Sob esta luz, as numerosas proposições enunciadas pelos peritos da doutrina social católica e também pelo supremo Magistério da Igreja adquirem um significado de particular relevo. Trata-se de proposições que dizem respeito à compropriedade dos meios de trabalho, à participação dos trabalhadores na gestão e/ou nos lucros das empresas, o chamado «accionariado» do trabalho, e coisas semelhantes. Independentemente da aplicabilidade concreta destas diversas proposições, permanece algo evidente que o reconhecimento da posição justa do trabalho e do homem do trabalho no processo de produção exige várias adaptações, mesmo no âmbito do direito da propriedade dos meios de produção. Ao dizer isto, tomam-se em consideração, não só as situações mais antigas, mas também e antes de mais nada a realidade e a problemática que se criaram na segunda metade deste século, pelo que se refere ao Terceiro Mundo e aos diversos novos países independentes que foram aparecendo — especialmente na África, mas também noutras latitudes — no lugar dos territórios coloniais de outrora.

Se, por conseguinte, a posição do capitalismo «rígido» tem de ser continuamente submetida a uma revisão, no intuito de uma reforma sob o aspecto dos direitos do homem, entendidos no seu sentido mais amplo e nas suas relações com o trabalho, então, sob o mesmo ponto de vista, deve afirmar-se que estas reformas múltiplas e tão-desejadas não podem ser realizadas com a eliminação apriorística da propriedade privada dos meios de produção. Convém, efectivamente, observar que o simples facto de subtrair esses meios de produção (o capital) das mãos dos seus proprietários privados não basta para os socializar de maneira satisfatória. Assim, eles deixam de ser a propriedade de um determinado grupo social, os proprietários privados, para se tornarem propriedade da sociedade organizada, passando a estar sob a administração e a fiscalização directas de um outro grupo de pessoas que, embora não tendo a propriedade, em virtude do poder que exercem na sociedade dispõem deles a nível da inteira economia nacional, ou então a nível da economia local.
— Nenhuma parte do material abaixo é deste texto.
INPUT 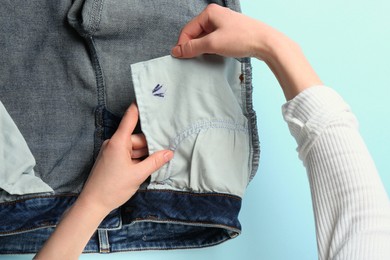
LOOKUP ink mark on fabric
[152,84,165,98]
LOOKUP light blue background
[0,0,390,260]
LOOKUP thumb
[171,35,211,58]
[136,150,173,177]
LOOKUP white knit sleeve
[282,86,390,260]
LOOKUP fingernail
[163,151,173,162]
[171,45,183,58]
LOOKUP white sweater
[283,86,390,260]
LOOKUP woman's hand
[79,104,173,214]
[171,4,322,100]
[34,104,173,260]
[172,4,284,59]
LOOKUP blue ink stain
[152,84,165,98]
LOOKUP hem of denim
[0,190,241,254]
[122,189,241,232]
[0,194,122,237]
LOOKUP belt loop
[98,229,110,253]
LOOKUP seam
[133,218,240,232]
[88,0,104,36]
[169,119,248,151]
[138,189,242,201]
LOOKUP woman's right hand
[172,4,287,59]
[171,4,322,100]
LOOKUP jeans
[0,0,259,254]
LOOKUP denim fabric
[0,0,259,254]
[0,190,241,254]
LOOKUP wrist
[73,193,111,220]
[254,30,322,100]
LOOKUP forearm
[34,200,108,260]
[284,87,390,260]
[254,28,322,100]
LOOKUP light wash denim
[0,0,259,254]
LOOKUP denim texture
[0,0,259,254]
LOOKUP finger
[135,150,173,178]
[131,134,148,150]
[177,7,212,45]
[172,35,215,58]
[112,103,138,141]
[131,148,149,159]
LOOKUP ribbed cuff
[282,86,357,160]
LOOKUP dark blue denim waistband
[0,190,241,254]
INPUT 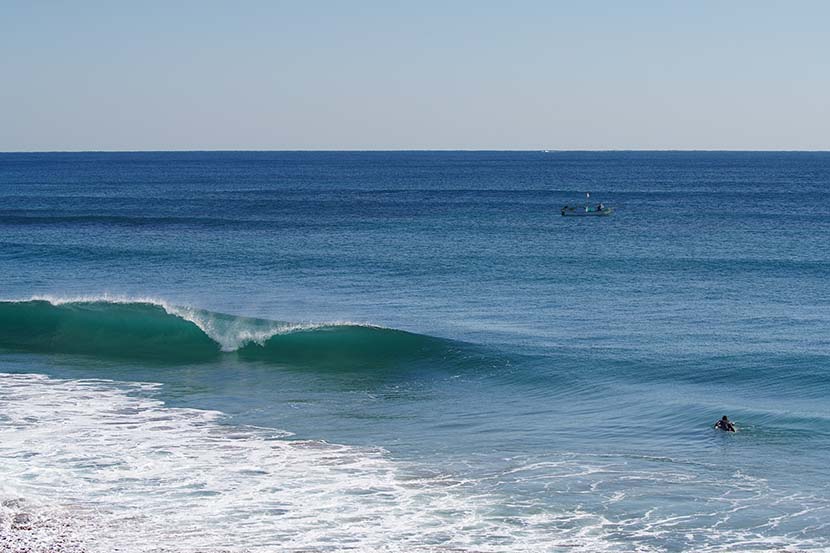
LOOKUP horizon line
[0,148,830,154]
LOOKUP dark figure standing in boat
[560,193,614,217]
[715,415,735,432]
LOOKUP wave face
[0,298,453,367]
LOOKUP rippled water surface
[0,152,830,552]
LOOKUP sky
[0,0,830,151]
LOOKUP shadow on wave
[0,299,468,368]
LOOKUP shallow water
[0,152,830,551]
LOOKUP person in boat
[715,415,735,432]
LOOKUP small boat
[562,204,614,217]
[562,192,614,217]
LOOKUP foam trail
[0,296,454,367]
[0,373,827,553]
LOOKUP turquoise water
[0,152,830,551]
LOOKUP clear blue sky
[0,0,830,151]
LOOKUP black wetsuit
[715,420,735,432]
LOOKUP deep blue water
[0,152,830,551]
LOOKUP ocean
[0,152,830,553]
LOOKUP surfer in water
[715,415,735,432]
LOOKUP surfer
[715,415,735,432]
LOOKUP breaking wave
[0,297,458,366]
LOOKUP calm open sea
[0,152,830,553]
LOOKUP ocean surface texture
[0,152,830,553]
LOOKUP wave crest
[0,296,451,366]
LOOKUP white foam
[0,373,592,553]
[2,294,383,351]
[0,373,827,553]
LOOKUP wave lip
[0,296,452,367]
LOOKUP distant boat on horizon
[561,192,614,217]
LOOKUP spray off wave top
[0,297,454,366]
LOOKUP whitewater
[0,152,830,553]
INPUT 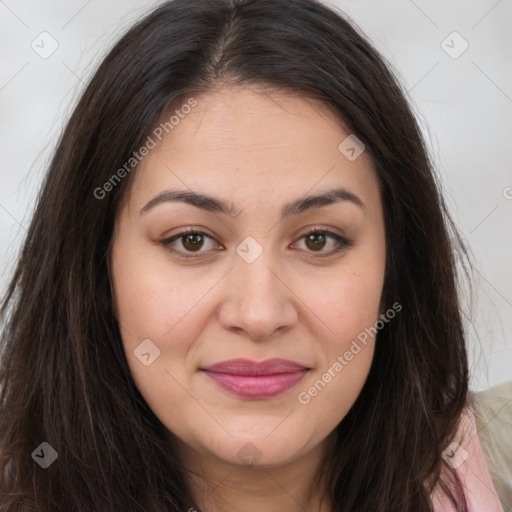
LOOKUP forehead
[126,86,377,212]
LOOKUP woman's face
[111,87,385,467]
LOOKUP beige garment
[471,380,512,512]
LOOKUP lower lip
[204,369,308,398]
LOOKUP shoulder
[434,404,504,512]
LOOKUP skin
[110,86,386,512]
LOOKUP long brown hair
[0,0,468,512]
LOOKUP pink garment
[434,409,504,512]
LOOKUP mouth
[201,359,310,399]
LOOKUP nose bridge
[220,237,297,339]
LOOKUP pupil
[184,235,202,250]
[307,233,325,249]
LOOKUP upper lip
[201,359,308,375]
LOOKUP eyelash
[160,228,354,259]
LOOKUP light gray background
[0,0,512,391]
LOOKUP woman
[0,0,502,512]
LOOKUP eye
[160,228,218,258]
[160,228,353,258]
[292,228,353,258]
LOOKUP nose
[219,246,300,341]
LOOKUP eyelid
[159,226,354,259]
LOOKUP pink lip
[201,359,309,398]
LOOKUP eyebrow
[139,187,366,218]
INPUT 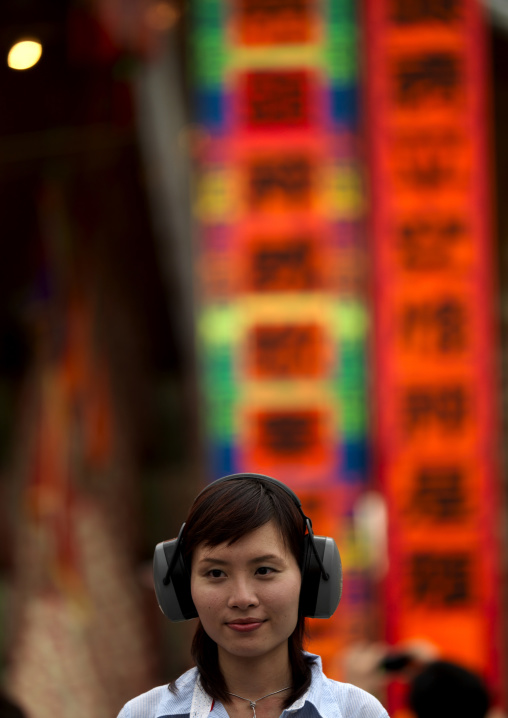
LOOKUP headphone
[153,474,342,622]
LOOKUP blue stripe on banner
[330,85,358,129]
[195,88,224,130]
[209,441,236,481]
[339,438,369,484]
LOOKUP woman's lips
[226,620,264,633]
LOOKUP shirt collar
[189,653,322,718]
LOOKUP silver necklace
[228,686,291,718]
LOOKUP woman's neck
[219,646,292,700]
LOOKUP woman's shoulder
[118,668,197,718]
[323,676,388,718]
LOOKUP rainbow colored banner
[366,0,502,716]
[193,0,370,675]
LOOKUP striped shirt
[118,656,388,718]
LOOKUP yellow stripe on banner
[228,45,325,72]
[322,165,365,220]
[238,292,337,325]
[195,168,240,223]
[238,379,338,408]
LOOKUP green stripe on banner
[338,386,367,441]
[192,30,228,87]
[205,392,236,441]
[198,304,240,351]
[191,0,225,32]
[338,340,366,388]
[325,28,358,84]
[327,0,357,26]
[332,300,369,346]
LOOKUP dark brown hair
[182,476,313,708]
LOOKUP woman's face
[191,521,301,658]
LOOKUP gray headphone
[153,474,342,622]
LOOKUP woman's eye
[256,566,275,576]
[207,568,224,578]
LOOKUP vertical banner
[365,0,502,718]
[193,0,371,677]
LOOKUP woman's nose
[228,579,259,609]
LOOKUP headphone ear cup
[299,534,342,618]
[153,539,198,623]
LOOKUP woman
[118,474,387,718]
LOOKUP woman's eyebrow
[199,553,284,566]
[249,553,284,563]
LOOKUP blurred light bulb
[7,40,42,70]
Este grupo dirigente e responsável pode desempenhar-se das suas funções de maneira satisfatória, do ponto de vista do primado do trabalho; mas pode também cumpri-las mal, reivindicando ao mesmo tempo para si o monopólio da administração e da disposição dos meios de produção, sem se deter quanto a isso nem sequer diante da ofensa aos direitos fundamentais do homem. Desde modo, pois, o simples facto de os meios de produção passarem para a propriedade do Estado, no sistema colectivista, não significa só por si, certamente, a «socialização» desta propriedade. Poder- se- á falar de socialização somente quando ficar assegurada a subjectividade da sociedade, quer dizer, quando cada um dos que a compõem, com base no próprio trabalho, tiver garantido o pleno direito a considerar-se comproprietário do grande «banco» de trabalho em que se empenha juntamente com todos os demais. E uma das vias para alcançar tal objectivo poderia ser a de associar o trabalho, na medida do possível, à propriedade do capital e dar possibilidades de vida a uma série de corpos intermediários com finalidades económicas, sociais e culturais: corpos estes que hão-de usufruir de uma efectiva autonomia em relação aos poderes públicos e que hão-de procurar conseguir os seus objectivos específicos mantendo entre si relações de leal colaboração recíproca, subordinadamente às exigências do bem comum, e que hão-de, ainda, apresentar-se sob a forma e com a substância de uma comunidade viva; quer dizer, de molde a que neles os respectivos membros sejam considerados e tratados como pessoas e estimulados a tomar parte activa na sua vida.